Image by Graham CooperThe landscape of the Forest of Bowland is the result of hundreds of years of human influence. The land has long been managed for game hunting and for farming; and the large country estates have had a controlling influence over the nature of building and development in the area. Without human activity there would be no dry stone walls, no hedgerows or open moors, no network of lanes, no barns nor grazed fields.

Many Bowland farmers are very environmentally aware and are now using Environmental Stewardship to improve habitats for wildlife on their farms. However, in the past some land management practices have caused damage to important wildlife areas - for example, the draining of wet moorland and meadows has caused a loss of species; and the fertilising and early harvesting of meadows has reduced the number of wildflowers.

Although farming is going through a period of change the Forest of Bowland is still an important agricultural production area, and visitors should try to understand and respect the landowners’ needs and activities, and remember the Countryside Code.
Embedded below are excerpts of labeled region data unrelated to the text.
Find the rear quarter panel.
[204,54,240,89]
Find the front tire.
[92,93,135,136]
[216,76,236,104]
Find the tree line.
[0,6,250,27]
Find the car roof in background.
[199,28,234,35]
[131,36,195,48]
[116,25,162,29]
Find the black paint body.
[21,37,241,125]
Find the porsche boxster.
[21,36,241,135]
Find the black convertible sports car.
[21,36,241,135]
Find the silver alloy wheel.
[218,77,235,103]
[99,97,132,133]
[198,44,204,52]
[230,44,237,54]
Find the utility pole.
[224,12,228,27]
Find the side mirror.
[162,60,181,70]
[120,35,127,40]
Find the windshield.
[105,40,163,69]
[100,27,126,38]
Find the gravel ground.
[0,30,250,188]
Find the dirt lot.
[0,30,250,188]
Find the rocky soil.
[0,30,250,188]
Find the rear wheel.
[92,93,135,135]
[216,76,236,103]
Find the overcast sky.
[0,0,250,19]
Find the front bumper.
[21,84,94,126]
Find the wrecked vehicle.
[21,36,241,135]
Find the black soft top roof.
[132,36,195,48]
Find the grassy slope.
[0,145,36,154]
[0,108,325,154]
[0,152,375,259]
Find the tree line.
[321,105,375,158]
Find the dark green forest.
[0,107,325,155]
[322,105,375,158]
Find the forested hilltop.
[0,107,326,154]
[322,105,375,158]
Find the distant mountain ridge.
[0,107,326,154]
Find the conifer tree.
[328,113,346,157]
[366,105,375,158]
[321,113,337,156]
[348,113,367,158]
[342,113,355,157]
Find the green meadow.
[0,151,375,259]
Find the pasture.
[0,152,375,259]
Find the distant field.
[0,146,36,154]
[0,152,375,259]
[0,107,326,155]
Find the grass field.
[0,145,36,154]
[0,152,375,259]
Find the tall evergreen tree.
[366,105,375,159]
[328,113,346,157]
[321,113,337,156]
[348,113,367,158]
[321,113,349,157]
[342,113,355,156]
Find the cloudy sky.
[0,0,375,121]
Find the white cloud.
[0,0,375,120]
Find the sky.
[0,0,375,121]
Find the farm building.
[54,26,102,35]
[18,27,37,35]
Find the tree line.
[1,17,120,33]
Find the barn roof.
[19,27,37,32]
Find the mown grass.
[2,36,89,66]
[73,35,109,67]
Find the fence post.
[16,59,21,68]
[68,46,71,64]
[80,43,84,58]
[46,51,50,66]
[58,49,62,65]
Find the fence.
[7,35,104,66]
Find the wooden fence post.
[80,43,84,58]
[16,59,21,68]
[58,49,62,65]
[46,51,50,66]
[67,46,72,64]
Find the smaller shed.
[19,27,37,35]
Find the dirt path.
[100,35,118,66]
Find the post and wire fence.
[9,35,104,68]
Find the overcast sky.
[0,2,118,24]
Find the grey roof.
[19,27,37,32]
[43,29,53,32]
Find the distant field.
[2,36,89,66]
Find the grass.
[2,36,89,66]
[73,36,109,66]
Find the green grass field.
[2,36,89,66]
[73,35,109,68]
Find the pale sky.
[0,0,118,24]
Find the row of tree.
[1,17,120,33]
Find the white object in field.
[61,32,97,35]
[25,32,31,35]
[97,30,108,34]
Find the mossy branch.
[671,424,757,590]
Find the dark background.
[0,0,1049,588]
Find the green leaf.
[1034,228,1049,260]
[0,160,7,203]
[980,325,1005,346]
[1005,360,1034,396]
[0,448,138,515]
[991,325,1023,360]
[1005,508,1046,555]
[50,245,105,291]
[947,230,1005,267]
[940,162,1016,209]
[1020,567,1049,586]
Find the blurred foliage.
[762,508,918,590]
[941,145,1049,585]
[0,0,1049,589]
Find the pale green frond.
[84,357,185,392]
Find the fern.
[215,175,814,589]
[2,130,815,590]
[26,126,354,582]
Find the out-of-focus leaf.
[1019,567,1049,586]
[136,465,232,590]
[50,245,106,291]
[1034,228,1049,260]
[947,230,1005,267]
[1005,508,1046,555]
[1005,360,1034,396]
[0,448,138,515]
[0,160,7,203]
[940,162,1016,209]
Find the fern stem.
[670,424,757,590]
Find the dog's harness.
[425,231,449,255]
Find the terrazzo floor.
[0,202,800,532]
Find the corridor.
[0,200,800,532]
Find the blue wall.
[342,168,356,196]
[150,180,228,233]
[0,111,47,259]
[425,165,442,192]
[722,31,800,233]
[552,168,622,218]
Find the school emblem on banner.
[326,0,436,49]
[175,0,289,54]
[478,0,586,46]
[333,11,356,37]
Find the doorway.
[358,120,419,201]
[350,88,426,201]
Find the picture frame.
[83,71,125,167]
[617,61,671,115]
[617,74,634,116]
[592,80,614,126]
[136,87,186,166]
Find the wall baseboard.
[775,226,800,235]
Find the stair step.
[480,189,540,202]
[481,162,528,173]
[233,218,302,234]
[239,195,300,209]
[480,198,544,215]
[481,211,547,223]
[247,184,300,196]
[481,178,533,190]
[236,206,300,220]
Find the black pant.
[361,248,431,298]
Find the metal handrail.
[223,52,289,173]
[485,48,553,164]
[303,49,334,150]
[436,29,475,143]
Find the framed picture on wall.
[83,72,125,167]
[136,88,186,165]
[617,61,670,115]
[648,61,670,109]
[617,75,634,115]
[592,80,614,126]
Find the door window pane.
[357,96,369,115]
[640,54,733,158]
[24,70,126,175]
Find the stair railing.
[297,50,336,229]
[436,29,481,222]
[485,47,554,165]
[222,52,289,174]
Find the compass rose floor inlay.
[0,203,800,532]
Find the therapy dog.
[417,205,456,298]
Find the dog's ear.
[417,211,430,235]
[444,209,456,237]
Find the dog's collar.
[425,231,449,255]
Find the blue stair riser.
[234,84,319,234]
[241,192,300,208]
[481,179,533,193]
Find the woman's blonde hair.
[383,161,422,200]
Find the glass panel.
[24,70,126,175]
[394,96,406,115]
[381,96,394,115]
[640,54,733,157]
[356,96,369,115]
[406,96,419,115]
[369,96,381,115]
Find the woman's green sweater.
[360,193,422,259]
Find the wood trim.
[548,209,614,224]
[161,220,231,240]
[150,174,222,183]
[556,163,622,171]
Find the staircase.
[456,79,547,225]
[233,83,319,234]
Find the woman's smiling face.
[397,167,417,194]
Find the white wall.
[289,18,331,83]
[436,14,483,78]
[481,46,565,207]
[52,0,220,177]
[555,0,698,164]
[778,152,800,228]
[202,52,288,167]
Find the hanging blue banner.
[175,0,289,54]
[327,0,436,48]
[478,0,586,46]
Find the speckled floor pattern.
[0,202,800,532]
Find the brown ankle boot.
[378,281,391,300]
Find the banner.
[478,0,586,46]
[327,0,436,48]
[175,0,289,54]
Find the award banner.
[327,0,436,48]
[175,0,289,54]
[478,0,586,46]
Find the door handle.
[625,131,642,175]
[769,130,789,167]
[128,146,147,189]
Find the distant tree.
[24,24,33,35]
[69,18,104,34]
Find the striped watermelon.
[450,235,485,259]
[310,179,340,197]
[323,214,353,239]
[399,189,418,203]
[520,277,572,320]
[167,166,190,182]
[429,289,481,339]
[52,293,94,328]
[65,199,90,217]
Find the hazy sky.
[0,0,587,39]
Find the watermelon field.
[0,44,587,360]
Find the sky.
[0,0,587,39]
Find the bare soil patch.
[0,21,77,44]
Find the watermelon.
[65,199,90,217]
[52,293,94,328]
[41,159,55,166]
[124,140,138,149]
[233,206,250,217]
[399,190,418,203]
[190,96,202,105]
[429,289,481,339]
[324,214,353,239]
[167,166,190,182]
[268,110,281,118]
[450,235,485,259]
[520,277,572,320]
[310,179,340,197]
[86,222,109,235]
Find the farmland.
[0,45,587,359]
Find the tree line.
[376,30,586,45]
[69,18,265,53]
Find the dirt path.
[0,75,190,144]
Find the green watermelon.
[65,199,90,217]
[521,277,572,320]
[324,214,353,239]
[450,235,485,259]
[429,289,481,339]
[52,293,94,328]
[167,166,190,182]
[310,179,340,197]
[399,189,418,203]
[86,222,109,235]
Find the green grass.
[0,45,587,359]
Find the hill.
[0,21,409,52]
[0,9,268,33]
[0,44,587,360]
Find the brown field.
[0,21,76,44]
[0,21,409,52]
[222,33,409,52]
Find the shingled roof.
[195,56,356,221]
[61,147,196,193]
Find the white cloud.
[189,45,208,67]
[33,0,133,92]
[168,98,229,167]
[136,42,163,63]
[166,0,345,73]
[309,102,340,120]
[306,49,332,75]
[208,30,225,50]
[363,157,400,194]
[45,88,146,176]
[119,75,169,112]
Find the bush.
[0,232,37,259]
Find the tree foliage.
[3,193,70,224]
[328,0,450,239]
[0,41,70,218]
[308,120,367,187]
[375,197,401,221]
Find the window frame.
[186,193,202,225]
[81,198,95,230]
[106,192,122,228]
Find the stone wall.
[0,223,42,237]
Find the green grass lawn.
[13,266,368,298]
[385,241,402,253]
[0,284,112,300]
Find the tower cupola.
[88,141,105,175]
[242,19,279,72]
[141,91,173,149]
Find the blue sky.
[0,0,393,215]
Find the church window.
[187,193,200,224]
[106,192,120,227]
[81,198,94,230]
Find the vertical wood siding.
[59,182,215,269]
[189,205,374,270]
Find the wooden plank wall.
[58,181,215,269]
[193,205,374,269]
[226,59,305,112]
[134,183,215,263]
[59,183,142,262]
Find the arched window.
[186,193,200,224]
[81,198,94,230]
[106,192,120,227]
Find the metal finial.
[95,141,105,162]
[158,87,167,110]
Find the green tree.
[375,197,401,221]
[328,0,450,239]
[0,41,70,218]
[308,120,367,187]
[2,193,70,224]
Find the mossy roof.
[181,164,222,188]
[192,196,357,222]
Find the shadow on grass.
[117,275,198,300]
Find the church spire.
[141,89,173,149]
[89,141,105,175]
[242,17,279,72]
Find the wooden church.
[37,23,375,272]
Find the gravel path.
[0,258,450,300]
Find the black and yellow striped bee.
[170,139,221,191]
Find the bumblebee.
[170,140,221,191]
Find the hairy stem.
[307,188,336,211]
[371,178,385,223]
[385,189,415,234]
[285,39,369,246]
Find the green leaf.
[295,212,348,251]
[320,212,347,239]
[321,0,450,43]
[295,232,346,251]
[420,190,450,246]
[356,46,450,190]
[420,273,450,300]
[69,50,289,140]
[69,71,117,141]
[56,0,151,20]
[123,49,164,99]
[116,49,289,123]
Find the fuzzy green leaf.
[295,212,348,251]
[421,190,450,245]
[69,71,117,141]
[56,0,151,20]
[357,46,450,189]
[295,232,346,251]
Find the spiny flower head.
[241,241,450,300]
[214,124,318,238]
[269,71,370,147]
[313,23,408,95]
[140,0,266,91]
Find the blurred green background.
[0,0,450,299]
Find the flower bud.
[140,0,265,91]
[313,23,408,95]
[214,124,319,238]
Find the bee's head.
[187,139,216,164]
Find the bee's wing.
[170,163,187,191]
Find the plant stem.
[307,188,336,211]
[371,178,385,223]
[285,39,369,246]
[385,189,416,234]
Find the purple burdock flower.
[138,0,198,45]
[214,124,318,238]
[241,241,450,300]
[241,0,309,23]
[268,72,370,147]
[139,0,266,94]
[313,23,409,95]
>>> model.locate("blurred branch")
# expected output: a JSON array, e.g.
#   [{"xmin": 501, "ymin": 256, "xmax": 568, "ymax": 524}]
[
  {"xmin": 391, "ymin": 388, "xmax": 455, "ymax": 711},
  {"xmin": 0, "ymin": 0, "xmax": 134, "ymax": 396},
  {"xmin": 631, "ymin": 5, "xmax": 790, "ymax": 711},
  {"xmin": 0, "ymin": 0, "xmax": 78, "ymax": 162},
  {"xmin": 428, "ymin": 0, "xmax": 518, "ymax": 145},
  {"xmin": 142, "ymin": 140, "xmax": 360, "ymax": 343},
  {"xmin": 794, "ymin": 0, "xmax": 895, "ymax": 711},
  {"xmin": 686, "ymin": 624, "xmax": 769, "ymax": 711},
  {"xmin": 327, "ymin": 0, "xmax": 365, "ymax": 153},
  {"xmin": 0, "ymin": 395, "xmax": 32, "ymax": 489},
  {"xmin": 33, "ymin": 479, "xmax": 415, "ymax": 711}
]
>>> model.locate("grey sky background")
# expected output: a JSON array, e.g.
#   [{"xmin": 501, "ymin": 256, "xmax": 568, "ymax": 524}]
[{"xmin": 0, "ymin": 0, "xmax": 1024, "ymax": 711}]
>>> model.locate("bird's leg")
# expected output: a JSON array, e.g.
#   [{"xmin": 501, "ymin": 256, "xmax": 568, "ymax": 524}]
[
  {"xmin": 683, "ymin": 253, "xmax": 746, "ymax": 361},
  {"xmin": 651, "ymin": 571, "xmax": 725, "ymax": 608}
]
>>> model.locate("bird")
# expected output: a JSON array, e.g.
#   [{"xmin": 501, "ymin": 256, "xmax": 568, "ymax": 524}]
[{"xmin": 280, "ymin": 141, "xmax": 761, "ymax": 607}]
Image by Graham CooperThe Forest of Bowland needs to continue to be a living landscape, while at the same time fulfilling its important purpose as an AONB: to conserve and enhance the landscape. Farmers and landowners work closely with the AONB and the farming community is vital to the local economy. Sheep and beef farming dominate the upland areas; while dairy farming remains the major land use in the valleys (although it is declining).

Some farmers are diversifying to find new ways of using the land - developing tourism facilities and other enterprises, such as business workspaces. Others are concentrating on their farming and finding ways to improve their income, for example by farming rare breeds, or producing their own boxed meat. Although the area was badly hit by the Foot & Mouth outbreak in 2001, there continues to be a strong family tradition in Bowland farming. This can be witnessed at agricultural shows and events.

Extensive areas of moorland are managed specifically for red grouse shooting. Management includes annual heather burning from October to mid-April, which encourages the growth of new, young heather shoots as food for the grouse. The shooting season is from the ‘Glorious Twelfth’ of August until 10th December.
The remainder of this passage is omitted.